Einspruch! Experte gesucht

Hallo
ich bin Beamtin A7 und bin seit Februar2001 mit einer
> Wochenarbeitszeit von 8 St.wöchentlich wieder im Dienst.
> Mein Mann ist Angestellter und vollberuflich.Wir haben4 Kinder.
> Seit Jahren haben unsere Personalstelle Schwierigkeiten beim
> Festlegen unseres Familienzuschlags.Wir haben immer mit
> offenen Karten gespielt und jede Anfrage seitens der Personal-
> stellen ehrlich beantwortet. Bei Versenden der Vergleichsmitteilungen
> zwischen den Personalstellen ist vor ca.
> 4 Jahren aufgefallen, das mein Mann zwar dem öffentlichen Dienst
> gleichgestellt war aber eben nicht als öffentlicher Dienst gilt.
> Wir mussten einen nicht wesentlichen Betrag zurückzahlen.Dies
> war unserer Meinung nach nicht unser Fehler sondern ein
> Bearbeitungsfehler der Personalstelle.
> Heute habe ich wieder Post bekommen indem ich wieder Bezüge
> in falscher Höhe von 4000,- DM (der volle FamZ der Stufe 1 und 2
> wurde gezahlt, obwohl ich nur 8 Std. wöchentlich arbeite)gezahlt
> bekommen habe.
> Ich erhalte gem.§28 Verwaltungsverfahrensgesetz Gelegenheit
> mich zu äußern.Es gibt doch die Möglichkeit den Wegfall der
> Bereicherung zu erwirken. Wer kann mir Tipps geben. Wir sind
> finanziell nicht einfach so in der Lage dieses zurück zu fordern.
>
1000000 Dank

hallo,

lies dir mal folgenden link durch, ob der zutrifft: http://rwag.jura.uni-sb.de/bgb/Skripte/%C3%B6-recht/…
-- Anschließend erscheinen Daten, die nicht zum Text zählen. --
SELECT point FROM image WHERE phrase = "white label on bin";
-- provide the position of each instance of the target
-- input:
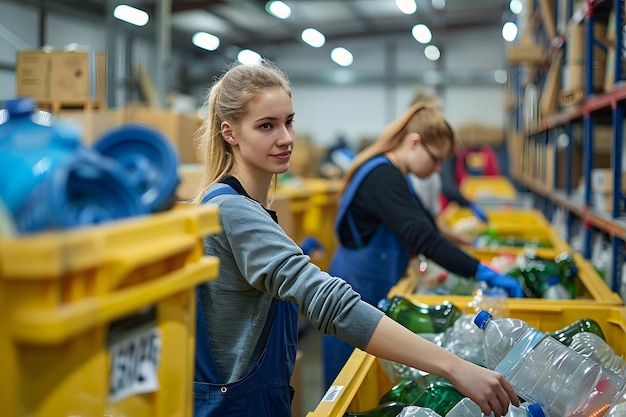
(135, 363)
(332, 393)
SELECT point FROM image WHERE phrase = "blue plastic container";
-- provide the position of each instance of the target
(86, 189)
(149, 160)
(29, 151)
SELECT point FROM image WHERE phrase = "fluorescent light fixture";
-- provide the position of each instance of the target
(421, 33)
(249, 57)
(313, 37)
(432, 52)
(278, 9)
(509, 31)
(500, 76)
(516, 6)
(438, 4)
(206, 41)
(131, 15)
(341, 56)
(406, 6)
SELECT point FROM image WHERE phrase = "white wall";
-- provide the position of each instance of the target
(393, 67)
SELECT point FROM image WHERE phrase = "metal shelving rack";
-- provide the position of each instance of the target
(594, 106)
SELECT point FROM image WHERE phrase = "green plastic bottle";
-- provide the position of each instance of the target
(565, 334)
(439, 396)
(419, 317)
(390, 409)
(409, 390)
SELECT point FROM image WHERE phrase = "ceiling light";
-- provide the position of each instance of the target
(406, 6)
(500, 76)
(516, 6)
(206, 41)
(341, 56)
(131, 15)
(422, 34)
(509, 31)
(249, 57)
(278, 9)
(432, 52)
(313, 37)
(438, 4)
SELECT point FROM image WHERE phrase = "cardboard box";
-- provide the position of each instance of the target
(61, 76)
(478, 134)
(181, 129)
(92, 123)
(602, 181)
(524, 53)
(190, 181)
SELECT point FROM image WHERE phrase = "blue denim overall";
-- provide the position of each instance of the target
(371, 269)
(265, 390)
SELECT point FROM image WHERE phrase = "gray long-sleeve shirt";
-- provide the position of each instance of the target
(259, 261)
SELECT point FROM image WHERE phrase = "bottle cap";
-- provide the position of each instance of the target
(481, 318)
(149, 159)
(383, 304)
(535, 410)
(553, 280)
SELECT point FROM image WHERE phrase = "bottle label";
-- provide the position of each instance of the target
(520, 350)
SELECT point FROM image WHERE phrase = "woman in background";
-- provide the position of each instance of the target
(381, 222)
(246, 336)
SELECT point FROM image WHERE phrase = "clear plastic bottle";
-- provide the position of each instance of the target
(417, 411)
(555, 290)
(544, 371)
(468, 408)
(594, 347)
(465, 340)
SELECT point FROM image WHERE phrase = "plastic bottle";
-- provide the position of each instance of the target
(465, 340)
(409, 390)
(566, 334)
(418, 317)
(594, 347)
(417, 411)
(468, 408)
(390, 409)
(428, 391)
(544, 371)
(554, 290)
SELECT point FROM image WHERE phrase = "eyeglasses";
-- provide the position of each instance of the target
(436, 159)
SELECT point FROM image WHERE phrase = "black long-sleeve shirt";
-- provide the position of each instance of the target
(384, 197)
(449, 187)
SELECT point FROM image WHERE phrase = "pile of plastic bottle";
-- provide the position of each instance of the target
(51, 181)
(572, 371)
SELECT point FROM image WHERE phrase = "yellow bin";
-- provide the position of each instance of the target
(362, 381)
(101, 321)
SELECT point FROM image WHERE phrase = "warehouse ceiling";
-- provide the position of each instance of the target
(246, 24)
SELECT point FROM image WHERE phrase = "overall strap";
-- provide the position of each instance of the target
(218, 189)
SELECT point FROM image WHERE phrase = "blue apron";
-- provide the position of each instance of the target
(265, 390)
(370, 269)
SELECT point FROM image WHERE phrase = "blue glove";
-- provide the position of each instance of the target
(479, 213)
(494, 279)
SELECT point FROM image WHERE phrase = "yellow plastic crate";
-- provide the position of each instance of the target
(589, 284)
(77, 304)
(476, 188)
(362, 381)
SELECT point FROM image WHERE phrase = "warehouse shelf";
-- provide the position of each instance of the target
(545, 153)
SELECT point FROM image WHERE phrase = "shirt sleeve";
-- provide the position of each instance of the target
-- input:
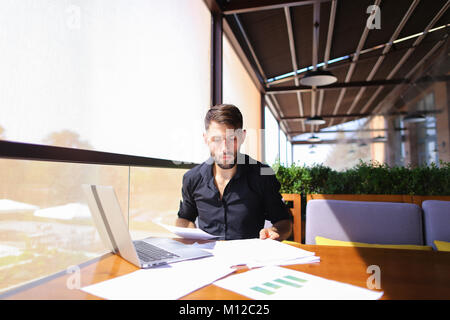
(188, 208)
(275, 208)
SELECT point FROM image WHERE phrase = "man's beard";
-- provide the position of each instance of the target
(228, 165)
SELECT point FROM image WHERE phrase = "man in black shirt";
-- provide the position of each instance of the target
(231, 193)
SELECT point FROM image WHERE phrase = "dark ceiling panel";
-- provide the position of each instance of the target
(302, 26)
(267, 32)
(391, 14)
(351, 18)
(422, 16)
(288, 104)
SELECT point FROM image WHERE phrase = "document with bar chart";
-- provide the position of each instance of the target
(277, 283)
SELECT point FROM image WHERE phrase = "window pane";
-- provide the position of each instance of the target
(155, 195)
(282, 148)
(239, 89)
(106, 73)
(45, 223)
(270, 137)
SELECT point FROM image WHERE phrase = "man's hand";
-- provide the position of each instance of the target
(280, 231)
(269, 233)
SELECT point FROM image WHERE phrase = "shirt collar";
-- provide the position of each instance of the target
(208, 167)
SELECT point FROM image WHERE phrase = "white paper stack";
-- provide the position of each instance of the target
(276, 283)
(257, 253)
(163, 283)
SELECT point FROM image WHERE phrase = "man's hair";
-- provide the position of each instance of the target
(224, 114)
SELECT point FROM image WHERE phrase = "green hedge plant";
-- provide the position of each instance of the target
(365, 178)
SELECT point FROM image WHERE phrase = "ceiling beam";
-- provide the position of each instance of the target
(382, 56)
(250, 47)
(355, 58)
(361, 115)
(245, 6)
(329, 141)
(328, 50)
(356, 84)
(407, 55)
(287, 14)
(350, 131)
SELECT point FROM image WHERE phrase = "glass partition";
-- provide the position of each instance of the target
(155, 195)
(45, 223)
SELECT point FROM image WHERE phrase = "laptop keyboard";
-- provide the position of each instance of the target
(148, 252)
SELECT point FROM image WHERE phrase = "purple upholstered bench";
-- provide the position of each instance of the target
(436, 221)
(360, 221)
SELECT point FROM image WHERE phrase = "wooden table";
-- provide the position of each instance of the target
(405, 274)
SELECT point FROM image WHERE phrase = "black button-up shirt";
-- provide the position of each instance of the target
(250, 197)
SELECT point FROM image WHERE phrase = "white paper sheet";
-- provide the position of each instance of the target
(256, 252)
(188, 233)
(276, 283)
(164, 283)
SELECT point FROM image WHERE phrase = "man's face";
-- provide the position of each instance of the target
(224, 143)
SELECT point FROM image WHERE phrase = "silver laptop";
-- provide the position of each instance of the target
(113, 230)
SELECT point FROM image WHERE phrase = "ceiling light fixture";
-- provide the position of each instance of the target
(414, 118)
(313, 138)
(318, 78)
(316, 120)
(379, 139)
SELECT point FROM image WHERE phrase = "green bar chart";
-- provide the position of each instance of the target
(270, 287)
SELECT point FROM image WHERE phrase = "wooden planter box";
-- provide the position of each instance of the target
(377, 197)
(294, 202)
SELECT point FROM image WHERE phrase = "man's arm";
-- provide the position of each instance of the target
(184, 223)
(280, 231)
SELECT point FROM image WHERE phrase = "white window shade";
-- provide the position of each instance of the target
(239, 90)
(120, 76)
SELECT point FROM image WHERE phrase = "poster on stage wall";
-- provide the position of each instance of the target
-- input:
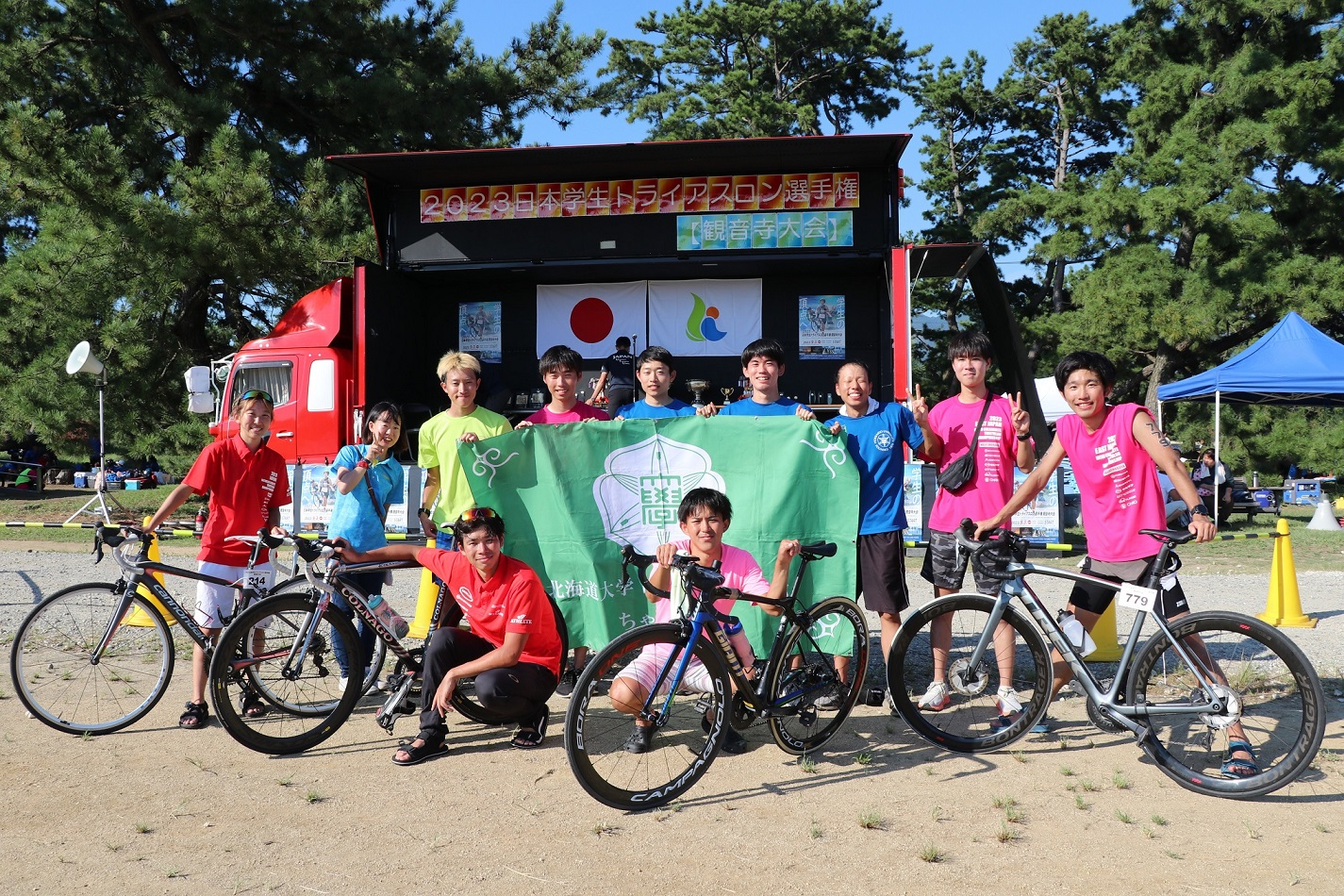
(479, 331)
(820, 326)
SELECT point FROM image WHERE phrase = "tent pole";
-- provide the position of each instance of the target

wenn deine besoldungsstelle trotzdem die rückzahlung verlangt, würde ich auf jeden fall ratenzahlung beantragen. das geld ist ausgegeben, und woher sollst du auf die schnelle 4000 dm hernehmen? schlimmstenfalls sollten sie mal versuchen, diese 4000 dm zwangsweise von dir beizutreiben. ich glaube, da kämen pro monat 0 dm zusammen, auch wenn man deinen mann als unterhaltsberechtigte person ausklammert (s. http://www.neue-armut.de/index.html?archiv/pf_tab.htm).

viele grüße
gunnar

[Bei dieser Antwort wurde das Vollzitat nachträglich automatisiert entfernt]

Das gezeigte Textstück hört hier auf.